Regression and Times Series for Actuaries

By Edward W. (Jed) Frees

 

In January of 1983, the North American actuarial education societies (the Society of Actuaries and the Casualty Actuarial Society) announced that a course based on regression and time series would be part of their basic educational requirements. Since that announcement, a generation of actuaries has been trained in these fundamental applied statistical tools. Sometimes the training has been from an econometrics or business viewpoint that underscores the need to test economic theory. More often, students take two statistics courses, with separate textbooks, in regression and in time series analysis.

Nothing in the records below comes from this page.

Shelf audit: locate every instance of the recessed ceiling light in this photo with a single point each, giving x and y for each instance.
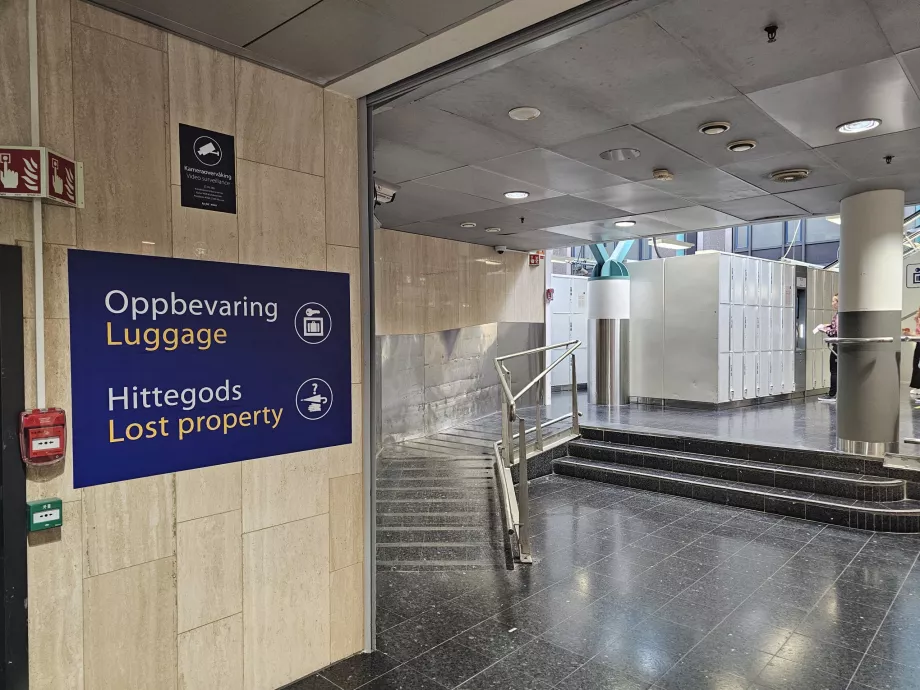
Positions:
(859, 126)
(524, 113)
(790, 175)
(715, 127)
(741, 146)
(620, 155)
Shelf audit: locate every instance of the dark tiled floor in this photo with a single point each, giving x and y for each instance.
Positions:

I am working on a new book entitled "Regression Modeling with Actuarial and Financial Applications," the first to offer a synthesized introduction to regression and time series for actuaries and other risk managers by introducing contexts that demonstrate practical actuarial applications. This book will emphasize life–long learning by developing statistical tools in a risk management context, providing actuarial applications and introducing more advanced statistical techniques that can be used by actuaries to gain a competitive advantage in situations with complex data. For example, readers will learn about regression and time series using data on the demand for insurance, insurance claims, foreign exchange rates and so on. Although no specific knowledge of actuarial science is presumed, the approach introduces applications where statistical techniques can be used to analyze real data of interest to actuaries. Readers will be exposed to different actuarial practice areas while learning about regression and time series. Moreover, the text will feature many short synopses, or "vignettes," that describe leading edge statistical applications in risk management.

With a foundation in multiple regression and time series, readers will also be introduced to several advanced statistical topics that are particularly relevant to actuarial practice. These topics include the analysis of longitudinal, two–part (frequency/severity) and fat–tailed data. As actuaries become more familiar with related statistical concepts such as data mining and predictive modeling, they learn that a large insurance data set can represent a treasure trove of information to be mined and can yield a strong competitive advantage. The larger the data set, the greater is the need for statistics and statistical methods.

The funding for this project has been provided by the University of Wisconsin (UW). A contract to publish the book with Cambridge University Press; half of the book royalties will go to the UW Hickman Chair of Actuarial Science and half to the Actuarial Foundation. Cambridge University Press has agreed to act as publisher—the paperback version will be less than $50 (U.S.) initially.

The purpose of organizing this material is to educate future and current actuaries on the possibilities of modern statistical techniques, with a focus on regression modeling. Because this project is from academia, help needed is in identifying real–world examples and data—we need compelling illustrations as to how these techniques are used in industry. As the project develops, we will also need reviewers of written materials as well as class testers.